Today in 1993, Texas state law enforcement, in cooperation with the US military, laid siege to a compound occupied by the Branch Davidians near Waco, Texas. The conflict was with a splinter group of Branch Davidians led by David Koresh, properly called “Students of the Seven Seals.”
The Branch Davidians were a sect of Seventh-day Adventists who broke away from the Seventh-day Adventist church in the 1950’s. The schism resulted in multiple groups of Davidians, with Koresh leading the largest group. The “Koreshians” had shootouts with the other largest sect of Davidians, led by George Roden, that led to the federal intervention that would lead to the infamous Waco raid.
On February 28, federal and local law enforcement arrived at the Mount Carmel Center ranch in Axtell, Texas on suspicion that Koresh and his group were in possession of illegal weapons. The ATF issued a search and arrest warrant and began the raid.
An extremely violent shootout ensued that resulted in the deaths of six Koreshians and four federal agents. After the failed raid attempt, the FBI ordered that the compound be put under siege. The siege would last fifty-one grueling days.
At the end of the siege, the FBI launched a tear gas attack on the compound. A fire ensued that spread throughout the compound, killing 76 people, David Koresh among them.

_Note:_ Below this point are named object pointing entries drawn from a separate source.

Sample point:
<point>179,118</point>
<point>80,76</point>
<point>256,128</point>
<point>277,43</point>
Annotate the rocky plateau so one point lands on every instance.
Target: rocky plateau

The event is still hotly controversial, with multiple conflicting timelines of what happened proposed. Of particular dispute is how the fire was started. In 2000, a Justice Department investigation concluded that the Koreshians themselves had started the fire.
Many people still see it as clear evidence of the federal government overstepping boundaries and suppressing religious freedom. The Waco siege, along with the Ruby Ridge incident from a year prior, were both cited by Timothy McVeigh as justifications for the Oklahoma City Bombing.